おにぎりを食べていた顔ではなく、面会室で初めて見た顔。
泣きながら、笑っていた顔。
「正直な人ですね」と言ってくれた顔。
(葵さんは今、何をしているだろう)
(父親の無実が記録に残ったことで、何かが変わっただろうか)
(俺には、もう確認する方法がない)
(しかし、松岡さんが動いた)
(それは、俺がいなければ起きなかったことだ)
(俺の計画の失敗が、松岡さんに事件を知らせた)
(そして松岡さんが、真実を記録に残した)
(完璧な犯罪が成功していたなら……松岡さんは動かなかったかもしれない)
透は目を開けた。
窓の外で、湯煙が流れていた。
(俺の見落としが、結果として……)
(いや、それは都合のいい解釈だ)
(俺は計画の失敗を正当化したいだけかもしれない)
(わからない)
(まだ、わからない)
「透、面会だぞ」
廊下から高田の声がした。
透は本を置いて立ち上がった。
蘭だろうか。毎月欠かさず来る。
それとも葵かもしれない。最近は月に一度来るようになった。先月は「弁護士と相談してみる」と言っていた。

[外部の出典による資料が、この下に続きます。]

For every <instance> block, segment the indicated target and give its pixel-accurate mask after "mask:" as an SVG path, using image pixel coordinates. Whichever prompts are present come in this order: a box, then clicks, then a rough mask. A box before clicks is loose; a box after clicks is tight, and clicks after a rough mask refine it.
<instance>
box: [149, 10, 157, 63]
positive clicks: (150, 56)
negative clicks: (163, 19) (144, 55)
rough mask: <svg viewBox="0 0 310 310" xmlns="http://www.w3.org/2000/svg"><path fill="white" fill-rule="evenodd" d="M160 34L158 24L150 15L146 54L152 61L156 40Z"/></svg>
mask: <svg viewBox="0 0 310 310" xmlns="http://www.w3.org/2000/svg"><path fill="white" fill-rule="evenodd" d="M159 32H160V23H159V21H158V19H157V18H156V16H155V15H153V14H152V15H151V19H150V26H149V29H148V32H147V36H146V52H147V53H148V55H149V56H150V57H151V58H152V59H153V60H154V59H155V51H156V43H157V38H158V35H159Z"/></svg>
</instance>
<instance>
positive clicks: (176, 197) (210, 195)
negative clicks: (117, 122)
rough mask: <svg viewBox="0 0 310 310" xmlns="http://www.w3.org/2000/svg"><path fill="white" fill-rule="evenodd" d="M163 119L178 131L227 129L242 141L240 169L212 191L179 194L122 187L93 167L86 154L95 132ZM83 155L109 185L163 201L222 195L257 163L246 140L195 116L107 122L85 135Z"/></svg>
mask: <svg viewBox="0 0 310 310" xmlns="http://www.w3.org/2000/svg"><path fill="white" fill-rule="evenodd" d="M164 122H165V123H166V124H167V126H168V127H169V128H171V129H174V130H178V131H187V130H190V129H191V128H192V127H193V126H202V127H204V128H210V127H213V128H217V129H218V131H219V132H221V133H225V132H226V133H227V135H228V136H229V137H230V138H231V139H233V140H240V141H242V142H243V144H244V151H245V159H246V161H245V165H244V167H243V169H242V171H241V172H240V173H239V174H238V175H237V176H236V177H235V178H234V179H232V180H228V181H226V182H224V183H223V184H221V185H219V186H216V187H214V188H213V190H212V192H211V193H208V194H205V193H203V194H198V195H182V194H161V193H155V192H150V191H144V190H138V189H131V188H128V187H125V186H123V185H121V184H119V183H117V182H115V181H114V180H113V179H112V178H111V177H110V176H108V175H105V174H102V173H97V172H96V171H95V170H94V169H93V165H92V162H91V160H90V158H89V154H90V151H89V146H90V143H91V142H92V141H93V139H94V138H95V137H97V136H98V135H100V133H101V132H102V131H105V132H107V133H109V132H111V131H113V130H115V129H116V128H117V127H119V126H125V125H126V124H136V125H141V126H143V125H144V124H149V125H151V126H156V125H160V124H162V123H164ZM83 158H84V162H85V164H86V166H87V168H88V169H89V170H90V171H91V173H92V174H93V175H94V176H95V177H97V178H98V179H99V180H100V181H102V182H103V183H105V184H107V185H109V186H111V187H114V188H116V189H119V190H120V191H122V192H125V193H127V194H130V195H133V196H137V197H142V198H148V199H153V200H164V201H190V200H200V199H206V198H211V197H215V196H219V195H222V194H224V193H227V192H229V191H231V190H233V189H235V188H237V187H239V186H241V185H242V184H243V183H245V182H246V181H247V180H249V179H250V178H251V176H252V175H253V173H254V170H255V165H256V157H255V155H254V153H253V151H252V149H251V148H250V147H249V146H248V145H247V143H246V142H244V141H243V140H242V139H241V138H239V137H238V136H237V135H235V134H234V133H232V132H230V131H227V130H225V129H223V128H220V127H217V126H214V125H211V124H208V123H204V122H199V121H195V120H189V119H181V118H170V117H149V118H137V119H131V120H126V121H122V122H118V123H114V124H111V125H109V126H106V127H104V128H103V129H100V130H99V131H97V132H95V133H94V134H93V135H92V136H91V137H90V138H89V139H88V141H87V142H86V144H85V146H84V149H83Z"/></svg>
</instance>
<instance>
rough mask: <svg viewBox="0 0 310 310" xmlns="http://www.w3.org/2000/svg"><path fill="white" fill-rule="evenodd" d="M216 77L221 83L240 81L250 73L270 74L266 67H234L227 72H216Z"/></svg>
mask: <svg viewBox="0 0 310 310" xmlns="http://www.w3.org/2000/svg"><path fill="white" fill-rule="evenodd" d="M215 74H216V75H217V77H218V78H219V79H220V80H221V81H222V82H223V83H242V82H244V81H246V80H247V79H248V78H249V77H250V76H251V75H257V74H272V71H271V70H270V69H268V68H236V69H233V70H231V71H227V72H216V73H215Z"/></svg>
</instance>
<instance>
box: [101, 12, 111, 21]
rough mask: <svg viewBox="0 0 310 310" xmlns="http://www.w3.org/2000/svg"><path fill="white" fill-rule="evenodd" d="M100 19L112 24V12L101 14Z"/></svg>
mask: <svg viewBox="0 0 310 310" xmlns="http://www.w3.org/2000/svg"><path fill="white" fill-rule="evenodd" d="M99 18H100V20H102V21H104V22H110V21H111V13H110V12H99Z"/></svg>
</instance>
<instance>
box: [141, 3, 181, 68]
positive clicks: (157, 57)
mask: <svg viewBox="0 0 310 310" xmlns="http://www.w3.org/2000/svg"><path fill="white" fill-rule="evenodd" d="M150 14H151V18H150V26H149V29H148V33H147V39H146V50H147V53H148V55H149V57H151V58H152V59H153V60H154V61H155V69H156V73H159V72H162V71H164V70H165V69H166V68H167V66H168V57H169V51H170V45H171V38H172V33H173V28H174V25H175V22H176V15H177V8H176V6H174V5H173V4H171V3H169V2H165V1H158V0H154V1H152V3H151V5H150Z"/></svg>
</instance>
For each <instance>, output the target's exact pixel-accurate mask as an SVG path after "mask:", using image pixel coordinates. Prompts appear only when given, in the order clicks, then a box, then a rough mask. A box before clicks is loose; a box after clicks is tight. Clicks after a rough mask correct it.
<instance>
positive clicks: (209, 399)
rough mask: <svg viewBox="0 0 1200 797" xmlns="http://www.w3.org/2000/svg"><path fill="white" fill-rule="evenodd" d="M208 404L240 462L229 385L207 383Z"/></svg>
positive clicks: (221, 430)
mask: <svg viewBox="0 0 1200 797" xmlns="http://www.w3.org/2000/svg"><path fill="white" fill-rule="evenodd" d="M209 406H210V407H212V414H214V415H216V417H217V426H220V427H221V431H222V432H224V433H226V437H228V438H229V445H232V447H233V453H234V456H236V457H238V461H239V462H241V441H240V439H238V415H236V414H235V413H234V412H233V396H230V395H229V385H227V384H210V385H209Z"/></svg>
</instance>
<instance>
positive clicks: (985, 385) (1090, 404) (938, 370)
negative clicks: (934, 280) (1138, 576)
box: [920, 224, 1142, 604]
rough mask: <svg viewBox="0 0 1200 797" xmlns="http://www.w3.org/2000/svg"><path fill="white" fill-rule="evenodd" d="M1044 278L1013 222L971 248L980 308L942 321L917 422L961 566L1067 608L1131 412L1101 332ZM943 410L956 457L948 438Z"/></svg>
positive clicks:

あるいは五郎のおじさんかもしれない。来るたびに泣いて、差し入れに好物の弁当を持ってくる。規則で受け取れないのに、毎回持ってくる。
透は扉を開けた。
廊下に春の光が差し込んでいた。
小さな少年が、背筋を伸ばして歩いていく。
灰色の服。丸メガネ。
その目だけが、遠くを、真っすぐに見ていた。
湯煙は今日も白く、空へ消えていく。
すべてを知るつもりだった少年が、まだ知らないものと向き合いながら、静かに廊下を歩いていった。
完璧だと思っていた。
しかし人間は、完璧ではなかった。
それが、この物語の終わりであり、始まりだった。
〔完〕
登場人物
江森 透――主人公。小学一年生ほどの外見を持つ少年。しかし実際は十七歳の高校生探偵・神崎 凌が、ある事件で飲まされた薬により幼児化した姿。鋭い観察眼と論理的思考力を持つ。
毛家 五郎――元刑事の私立探偵。大柄で豪快、酒好き。透の保護者代わりとなっている。推理は実は透がほぼすべてやっている。
毛家 蘭――五郎の娘。十七歳。透を弟のようにかわいがっている。
松岡 警部――警視庁捜査一課のベテラン刑事。鋭い観察眼を持つ。
黒沢 義隆――不動産会社「黒沢興産」代表取締役。五十八歳。傲慢で強欲な男。
遠野 誠――十五年前に黒沢に陥れられた、かつての経理部長。故人。
遠野 葵――誠の娘。二十二歳。工場で働いている。
高田――少年院の担当指導員。寡黙だが誠実な男。